The Senate search lets you filter by name, filer type, and report type. Periodic Transaction Reports are the filings to look for when tracking trades. The document format differs slightly from the House version but covers the same required fields: asset description, transaction type, transaction date, notification date, and the dollar range bucket.
One structural difference worth knowing: the Senate has historically been slower to mandate electronic filing. Older Senate PTRs may appear as scanned documents rather than structured data, which makes bulk analysis harder. More recent filings have improved considerably.
Dollar ranges obscure size. The STOCK Act requires disclosure of ranges, not exact amounts. A senator could have sold anywhere from $1,001 to $15,000 in a given transaction. Trades of $1 million or more carry their own range bucket. You can see direction and timing, but not precise position size.
Why the Split System Exists
The House and Senate are constitutionally separate chambers with their own administrative infrastructure. The Clerk of the House and the Secretary of the Senate each run their own offices. When the STOCK Act passed, disclosure requirements were layered onto existing administrative structures rather than unified into a single federal clearinghouse. Several legislative proposals over the years have pushed for a unified portal, but as of now both systems remain independent.
Aggregators and Tools That Merge Both Feeds
Checking two portals manually, especially for tracking multiple tickers or dozens of members, adds friction. That is why third-party aggregators exist. Services pull from both the House Clerk and the Senate eFD system and surface the combined feed in a single interface.
ChartRead does this as part of its free congressional trade feed. Both House and Senate PTRs appear in one view, alongside SEC Form 4 insider filings, and each trade includes a one-tap chart read for the underlying stock. That means you can see the disclosure, check the chart pattern, and assess entry context without switching tools.
- House filings: direct search at disclosures-clerk.house.gov, no login required
- Senate filings: search at efdsearch.senate.gov, requires a brief terms-of-use click-through
- Both chambers: real-time aggregators merge the feeds and eliminate the need to check two systems separately
The data in both portals is public and free. The portals are functional but built for compliance, not for speed or analysis. Aggregators trade some latency for a much better experience if you are tracking more than one or two members at a time.

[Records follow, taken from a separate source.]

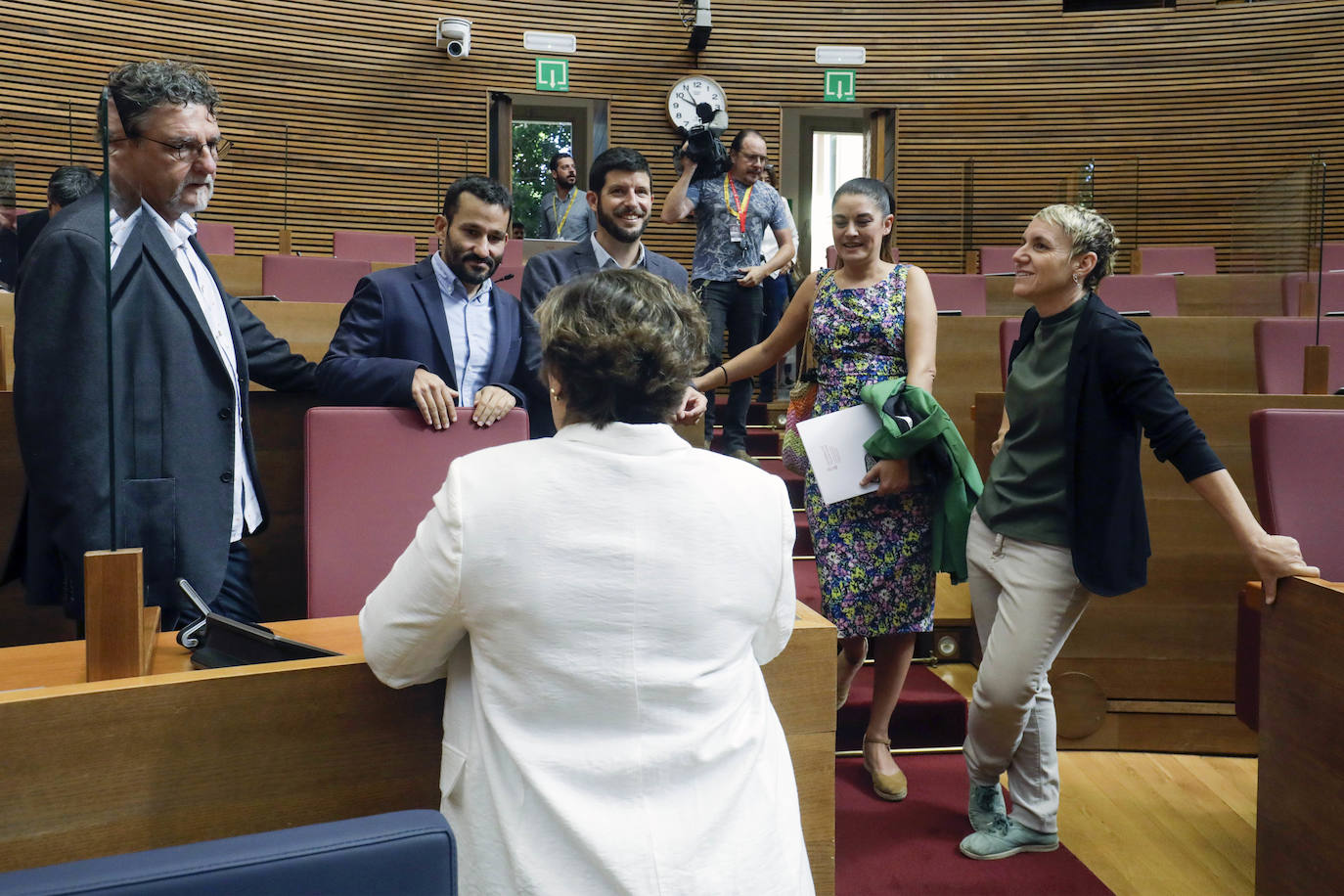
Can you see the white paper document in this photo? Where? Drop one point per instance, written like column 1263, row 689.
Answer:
column 834, row 450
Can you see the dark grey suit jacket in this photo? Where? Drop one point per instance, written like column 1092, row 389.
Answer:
column 394, row 324
column 550, row 269
column 172, row 407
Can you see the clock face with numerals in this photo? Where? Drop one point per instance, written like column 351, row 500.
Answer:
column 693, row 101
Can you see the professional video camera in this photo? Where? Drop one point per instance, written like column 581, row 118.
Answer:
column 703, row 146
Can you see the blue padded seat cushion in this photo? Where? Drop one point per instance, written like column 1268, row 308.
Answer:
column 403, row 852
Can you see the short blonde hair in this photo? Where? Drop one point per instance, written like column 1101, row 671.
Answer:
column 1088, row 231
column 624, row 344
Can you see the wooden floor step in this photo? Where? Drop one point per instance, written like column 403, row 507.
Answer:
column 758, row 413
column 929, row 712
column 761, row 441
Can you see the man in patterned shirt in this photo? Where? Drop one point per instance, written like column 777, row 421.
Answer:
column 732, row 214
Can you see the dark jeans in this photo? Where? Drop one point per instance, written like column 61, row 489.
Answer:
column 776, row 297
column 737, row 309
column 234, row 601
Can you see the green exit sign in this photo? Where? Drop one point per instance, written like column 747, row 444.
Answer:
column 553, row 74
column 839, row 85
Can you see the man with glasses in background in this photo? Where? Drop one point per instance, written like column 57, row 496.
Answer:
column 564, row 209
column 732, row 212
column 183, row 351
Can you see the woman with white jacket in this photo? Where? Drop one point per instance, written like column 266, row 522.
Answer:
column 615, row 591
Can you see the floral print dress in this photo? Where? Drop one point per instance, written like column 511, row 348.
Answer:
column 874, row 554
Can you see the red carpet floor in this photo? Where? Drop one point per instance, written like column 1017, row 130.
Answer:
column 912, row 846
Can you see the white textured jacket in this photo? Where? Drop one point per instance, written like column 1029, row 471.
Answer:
column 607, row 730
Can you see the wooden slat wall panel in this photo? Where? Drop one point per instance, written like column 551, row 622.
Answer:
column 1211, row 100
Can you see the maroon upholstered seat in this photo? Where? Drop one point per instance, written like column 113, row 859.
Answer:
column 1278, row 352
column 1008, row 330
column 311, row 278
column 370, row 478
column 963, row 293
column 1300, row 479
column 374, row 247
column 215, row 238
column 1140, row 293
column 1292, row 291
column 511, row 263
column 1300, row 492
column 998, row 259
column 1332, row 256
column 1176, row 259
column 1329, row 291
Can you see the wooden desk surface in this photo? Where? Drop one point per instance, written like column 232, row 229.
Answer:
column 184, row 755
column 1301, row 739
column 62, row 664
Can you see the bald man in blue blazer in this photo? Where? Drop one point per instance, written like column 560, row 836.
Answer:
column 439, row 335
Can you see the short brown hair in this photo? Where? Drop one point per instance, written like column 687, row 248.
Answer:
column 624, row 344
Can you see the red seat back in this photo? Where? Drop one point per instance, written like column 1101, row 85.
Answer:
column 370, row 478
column 1332, row 256
column 215, row 238
column 374, row 247
column 311, row 278
column 998, row 259
column 1300, row 482
column 959, row 291
column 511, row 263
column 1278, row 352
column 1140, row 293
column 1008, row 331
column 1176, row 259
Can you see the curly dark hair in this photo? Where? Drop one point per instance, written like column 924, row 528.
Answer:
column 624, row 344
column 488, row 190
column 139, row 87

What You Cannot Get From Either Portal
The STOCK Act mandates disclosure, not transparency about intent. Neither filing tells you why a member traded. It does not confirm they had material non-public information. It does not show options activity unless the member holds options on individual securities (which must be disclosed separately under financial disclosure rules). And because amounts are ranges, position size is always approximate.
What the filings do give you is a verified public record of direction, timing, and asset class. Combined with price history and pattern analysis, that is enough to inform whether a disclosure is worth deeper research.